The Head of Research and Investment at FSL Securities Limited, Mr. Victor Chiazor, stated that the decision by the Central Bank of Nigeria’s (CBN) Monetary Policy Committee (MPC) to maintain all policy parameters was expected, given recent trends in the financial markets and inflation data.
According to Chiazor, the decline in treasury bill stopped rates since January 5, 2025, coupled with a significant drop in inflation—falling from 34.80 per cent in December 2024 to 24.48 per cent in January 2025 following the rebasing exercise—made it logical for the MPC to hold rates and observe the economy’s response before making further adjustments.
“The decision to maintain the status quo on all CBN MPC policy parameters does not come as a surprise.
“With the downward trend in treasury bill yields and the inflation rate dropping significantly due to the rebasing exercise, it was only natural for the committee to pause and assess the economic impact of these changes,” Chiazor stated.
He cautioned that a premature reduction in the Monetary Policy Rate (MPR) could create panic in the financial system, which might undermine price stability.
“A sudden drop in the MPR could trigger uncertainty in the market, which would be detrimental to price stability,” he noted.
Chiazor also addressed ongoing calls for monetary easing but emphasized the need for a cautious approach to avoid disrupting capital flows and financial market stability.

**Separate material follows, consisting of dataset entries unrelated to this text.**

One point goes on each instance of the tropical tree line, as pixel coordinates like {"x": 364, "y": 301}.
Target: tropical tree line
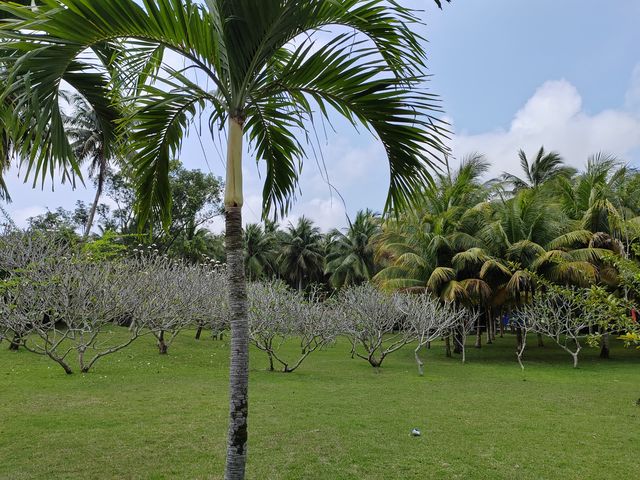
{"x": 487, "y": 245}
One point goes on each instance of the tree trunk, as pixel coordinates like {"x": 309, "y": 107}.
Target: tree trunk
{"x": 419, "y": 361}
{"x": 14, "y": 344}
{"x": 239, "y": 367}
{"x": 163, "y": 348}
{"x": 94, "y": 207}
{"x": 457, "y": 341}
{"x": 604, "y": 346}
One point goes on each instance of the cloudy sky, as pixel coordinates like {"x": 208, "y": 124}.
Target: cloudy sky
{"x": 511, "y": 74}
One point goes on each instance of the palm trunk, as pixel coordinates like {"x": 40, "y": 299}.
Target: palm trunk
{"x": 604, "y": 345}
{"x": 479, "y": 333}
{"x": 447, "y": 345}
{"x": 94, "y": 207}
{"x": 239, "y": 369}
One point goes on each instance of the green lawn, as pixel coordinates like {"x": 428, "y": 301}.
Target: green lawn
{"x": 139, "y": 415}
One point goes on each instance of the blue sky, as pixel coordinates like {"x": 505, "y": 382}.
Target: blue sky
{"x": 511, "y": 74}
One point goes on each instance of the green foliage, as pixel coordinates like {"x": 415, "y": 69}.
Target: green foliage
{"x": 107, "y": 247}
{"x": 368, "y": 439}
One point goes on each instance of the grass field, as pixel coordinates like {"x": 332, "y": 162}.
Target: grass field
{"x": 142, "y": 416}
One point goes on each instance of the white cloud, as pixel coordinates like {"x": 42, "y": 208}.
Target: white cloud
{"x": 21, "y": 215}
{"x": 326, "y": 213}
{"x": 632, "y": 99}
{"x": 554, "y": 117}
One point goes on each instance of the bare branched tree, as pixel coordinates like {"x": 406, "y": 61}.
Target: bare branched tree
{"x": 427, "y": 319}
{"x": 560, "y": 316}
{"x": 278, "y": 314}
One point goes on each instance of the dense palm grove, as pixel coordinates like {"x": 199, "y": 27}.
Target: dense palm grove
{"x": 552, "y": 250}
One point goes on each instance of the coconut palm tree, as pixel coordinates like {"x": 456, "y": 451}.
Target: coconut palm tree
{"x": 445, "y": 223}
{"x": 87, "y": 142}
{"x": 301, "y": 260}
{"x": 351, "y": 256}
{"x": 260, "y": 251}
{"x": 261, "y": 75}
{"x": 544, "y": 167}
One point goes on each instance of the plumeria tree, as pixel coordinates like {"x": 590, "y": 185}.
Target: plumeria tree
{"x": 278, "y": 314}
{"x": 373, "y": 322}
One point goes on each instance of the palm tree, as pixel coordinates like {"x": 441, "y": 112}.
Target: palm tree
{"x": 260, "y": 251}
{"x": 543, "y": 168}
{"x": 351, "y": 256}
{"x": 260, "y": 73}
{"x": 446, "y": 222}
{"x": 87, "y": 142}
{"x": 301, "y": 260}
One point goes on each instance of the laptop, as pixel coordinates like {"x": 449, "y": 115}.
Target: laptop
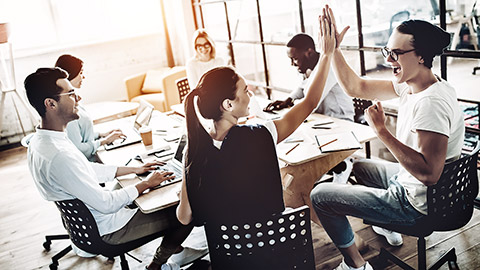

“Despite growing calls for policy easing, we do not expect drastic adjustments to monetary policy parameters. A hasty shift could negatively impact capital flows, so any adjustments must be made gradually to prevent market distortions,” he concluded.
The First Professor of Capital Market, Professor Uche Uwaleke, also described the decision of the Central Bank of Nigeria’s (CBN) Monetary Policy Committee (MPC) to maintain all rates, including the Monetary Policy Rate (MPR) at 27.5 per cent, as a positive development for the economy.
Speaking on the outcome of the MPC meeting, Uwaleke stated that the decision marks the end of an era of aggressive policy rate hikes, particularly in light of the rebased Consumer Price Index (CPI) and a stable exchange rate. He emphasized that the move brings much-needed stability to monetary policy, which is crucial for business planning and household financial decisions.
“It is a good decision by the MPC,” Uwaleke remarked. “It signals the end of aggressive interest rate hikes and reflects the impact of the rebased Consumer Price Index and a stable exchange rate. More importantly, it introduces stability in monetary policy, which is essential for firms and households to plan effectively.”
Looking ahead, the professor projected that 2025 would likely witness a lower interest rate environment and a shift towards a more pro-growth monetary policy stance.
“With this decision coming at the start of the year, 2025 is expected to experience relatively low interest rates and a monetary policy approach that supports economic growth,” he added.